Atlantic Bigeye Tuna is Approaching Collapse

Fishery managers must act now

Atlantic Bigeye Tuna is Approaching Collapse

While seafood is an important source of nutrition for people around the world, sometimes the demand for fish is too high and we take more from the water than we should. That’s the case with Atlantic bigeye tuna, a clear-cut example of a species that has been overfished—and a species whose outlook can be improved only if policymakers with the ability and proper authority take rapid action.

This fast-swimming species, which starts life small enough to swim through the eye of a needle and can grow to more than 180 kilograms in just a few years, is one of the most fished tunas. Juveniles are caught and processed to sell in cans while adults are typically pursued for their value to high-end sushi markets. Fishing operations throughout the Atlantic Ocean—from Canada to Brazil and from Western Europe to South Africa—catch, keep, and sell Atlantic bigeye.

Bigeye can be a very lucrative catch.
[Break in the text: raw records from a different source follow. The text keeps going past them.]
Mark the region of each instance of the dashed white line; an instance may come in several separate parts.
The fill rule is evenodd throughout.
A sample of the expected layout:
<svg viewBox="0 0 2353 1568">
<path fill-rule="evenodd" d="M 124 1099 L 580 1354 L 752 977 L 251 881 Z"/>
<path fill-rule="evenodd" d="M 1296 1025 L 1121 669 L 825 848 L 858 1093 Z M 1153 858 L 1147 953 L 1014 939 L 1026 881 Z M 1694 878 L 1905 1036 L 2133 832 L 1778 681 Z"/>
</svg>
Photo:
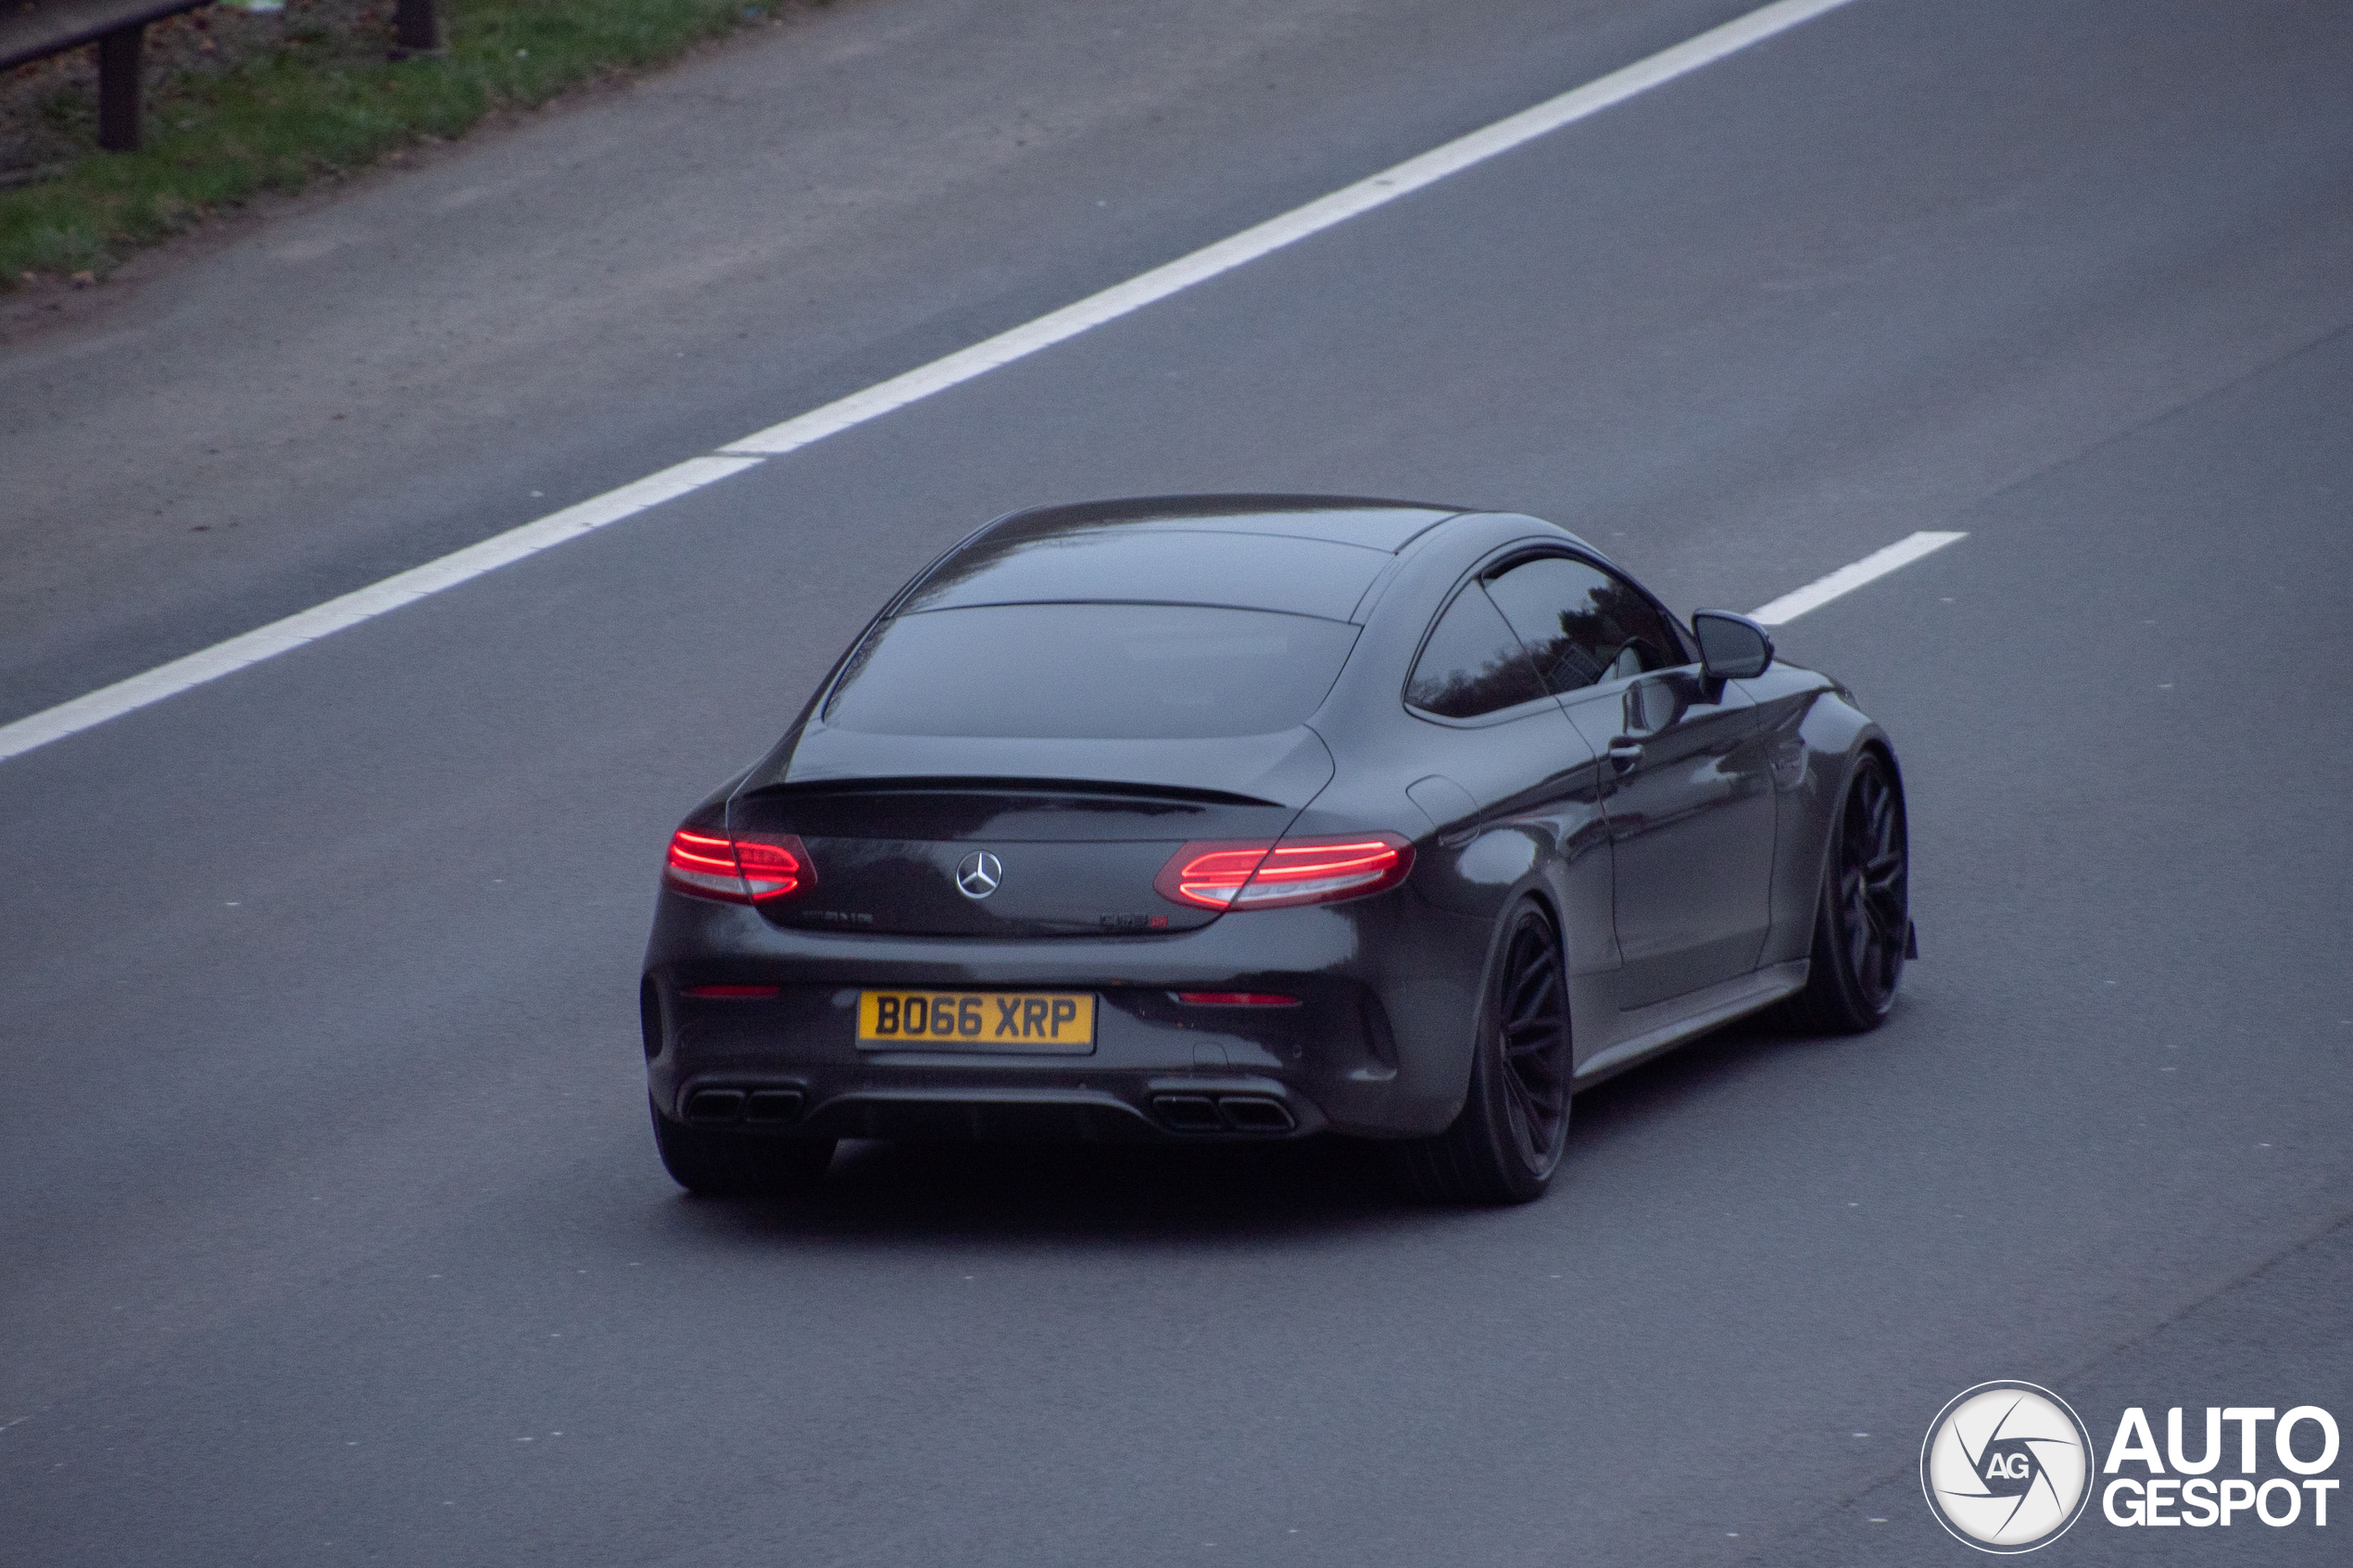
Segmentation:
<svg viewBox="0 0 2353 1568">
<path fill-rule="evenodd" d="M 1748 618 L 1759 625 L 1785 625 L 1807 610 L 1819 609 L 1832 599 L 1851 594 L 1866 583 L 1876 582 L 1898 567 L 1909 566 L 1922 556 L 1931 555 L 1956 539 L 1968 537 L 1967 533 L 1923 530 L 1907 539 L 1898 539 L 1883 550 L 1873 550 L 1854 565 L 1842 566 L 1828 577 L 1818 577 L 1803 588 L 1783 594 L 1770 604 L 1758 606 L 1748 612 Z"/>
<path fill-rule="evenodd" d="M 1398 197 L 1411 194 L 1425 185 L 1435 184 L 1450 174 L 1459 174 L 1500 153 L 1507 153 L 1539 136 L 1548 135 L 1563 126 L 1573 125 L 1599 114 L 1637 94 L 1646 93 L 1663 82 L 1712 65 L 1727 55 L 1760 43 L 1777 32 L 1785 32 L 1800 22 L 1845 4 L 1847 0 L 1780 0 L 1779 4 L 1751 11 L 1744 17 L 1711 29 L 1671 49 L 1661 50 L 1647 59 L 1637 60 L 1557 98 L 1546 99 L 1534 108 L 1523 109 L 1484 130 L 1458 137 L 1419 157 L 1408 158 L 1393 169 L 1385 169 L 1369 180 L 1360 180 L 1353 185 L 1334 191 L 1330 195 L 1309 202 L 1305 207 L 1295 207 L 1279 218 L 1270 218 L 1230 239 L 1220 240 L 1190 256 L 1155 267 L 1140 277 L 1130 278 L 1076 305 L 1065 305 L 1060 310 L 1040 316 L 1025 326 L 1000 332 L 986 342 L 960 349 L 944 359 L 935 359 L 904 375 L 894 376 L 880 385 L 870 386 L 837 403 L 828 403 L 798 419 L 771 425 L 720 450 L 757 453 L 773 458 L 796 451 L 812 441 L 823 441 L 826 436 L 848 430 L 852 425 L 863 424 L 894 408 L 903 408 L 919 398 L 944 392 L 975 376 L 986 375 L 1000 365 L 1026 358 L 1041 348 L 1050 348 L 1067 338 L 1076 337 L 1089 328 L 1116 320 L 1156 300 L 1166 299 L 1170 295 L 1191 288 L 1195 283 L 1205 282 L 1221 272 L 1230 272 L 1262 256 L 1296 245 L 1312 234 L 1321 233 L 1335 224 L 1344 223 L 1375 207 L 1385 207 Z"/>
<path fill-rule="evenodd" d="M 1632 65 L 1614 70 L 1556 98 L 1547 99 L 1533 108 L 1523 109 L 1418 157 L 1408 158 L 1368 180 L 1359 181 L 1278 218 L 1268 219 L 1229 239 L 1220 240 L 1189 256 L 1156 267 L 1140 277 L 1089 295 L 1075 305 L 1064 306 L 1025 326 L 1000 332 L 970 348 L 960 349 L 944 358 L 868 387 L 863 392 L 828 403 L 822 408 L 812 409 L 781 424 L 756 431 L 720 448 L 715 456 L 689 458 L 660 473 L 624 484 L 618 490 L 593 496 L 438 560 L 428 561 L 396 577 L 389 577 L 340 598 L 330 599 L 299 615 L 258 627 L 243 636 L 232 637 L 227 642 L 192 653 L 184 659 L 158 665 L 144 674 L 30 714 L 14 723 L 0 725 L 0 761 L 103 724 L 109 719 L 120 718 L 151 703 L 161 702 L 166 697 L 177 696 L 208 681 L 217 681 L 248 665 L 316 642 L 347 626 L 356 626 L 388 610 L 397 609 L 402 605 L 412 604 L 429 594 L 454 588 L 460 583 L 486 571 L 494 571 L 526 556 L 536 555 L 567 539 L 578 538 L 608 523 L 618 522 L 649 507 L 659 506 L 731 474 L 740 473 L 757 466 L 762 458 L 797 451 L 826 436 L 878 419 L 893 409 L 903 408 L 934 393 L 985 375 L 1000 365 L 1026 358 L 1089 328 L 1115 320 L 1156 300 L 1189 289 L 1195 283 L 1231 271 L 1286 245 L 1295 245 L 1335 224 L 1386 206 L 1450 174 L 1458 174 L 1540 136 L 1599 114 L 1638 94 L 1712 65 L 1728 55 L 1736 54 L 1751 44 L 1762 43 L 1776 33 L 1785 32 L 1849 3 L 1850 0 L 1775 0 L 1774 4 L 1760 6 L 1721 27 L 1711 28 L 1695 38 L 1662 49 L 1646 59 L 1637 60 Z M 1780 603 L 1778 599 L 1774 601 L 1775 606 Z M 1803 610 L 1793 613 L 1803 613 Z"/>
</svg>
After the iconic Atlantic bluefin tuna, which can go for tens of thousands of dollars per fish, the Atlantic bigeye is the next priciest tuna—worth about US$300 million per year to fishers in the region and closer to US$1 billion at the final point of sale. Bigeye fisheries are far less regulated than bluefin fisheries. So it’s no surprise that financial opportunity, combined with insufficient oversight and monitoring, has led to a steep decline in the bigeye population—steep enough for scientists from the International Commission for the Conservation of Atlantic Tunas (ICCAT), the body that manages bigeye fishing, to sound the alarm.

A new assessment of the size of the bigeye population conducted by these scientists concludes, with 99.5 percent certainty, that decades of fishing have depleted the population and that fishing pressure on the species remains far too high. If fishery managers allow business as usual to continue, the population is 60 times more likely to totally collapse within the next 15 years than to recover to sustainable levels. Nature will not fix this problem for us. That’s the bad news. The good news is that the 52 governments that make up ICCAT can.

ICCAT representatives will meet from 12 to 19 November in Dubrovnik, Croatia, tasked with addressing this challenge. The European Union—particularly Spain, France, and Portugal—as well as Japan, Brazil, and the other big players in Atlantic bigeye fisheries, have to find a science-based solution that ends the decline and rebuilds the stock. If government representatives come to the meeting unwilling to take the necessary steps to recover bigeye, it will be nearly impossible to reach a consensus on science-based management for the stock.

ICCAT scientists have recommended that members urgently address overfishing. Based on the current stock levels, Pew urges ICCAT managers to reduce the catch from current levels of approximately 79,000 metric tons per year to 50,000. This move would give the stock a 70 percent chance of recovering in 10 years. Europe, in particular, should have no objection to this goal since a catch level this size has a 50 percent chance of ending overfishing by 2020—a percentage and date that is consistent with the EU’s Common Fisheries Policy that binds all Member States.

In addition to cutting quotas, ICCAT managers must work to reduce the high catch of juvenile bigeye, which are taken before they can reproduce—most often by purse seine vessels that rely on fish aggregating devices to catch tuna. The majority of these vessels are owned by Europeans, but some are reflagged—for a lucrative licensing fee—by Curacao, El Salvador, Cabo Verde, Belize, and other countries.

If the Dubrovnik meeting ends without a strong bigeye recovery plan, the outlook for this tuna is poor. The catch will remain too high, and collapse could be imminent. However, if ICCAT adopts a rebuilding plan with a high probability of recovering the bigeye population within the next 10 years—one that includes strong monitoring, control, and surveillance of fishing to ensure illegal activities are not taking place—the stock will grow, fisheries will improve, and fishers will continue to earn money. And if that happens, managers will demonstrate that they’re serious about science-based management of this valuable species. After years of neglect and unsustainable fishing, it’s time to give bigeye populations a chance to recover.

Grantly Galland leads The Pew Charitable Trusts’ work on tuna conservation in the Atlantic Ocean.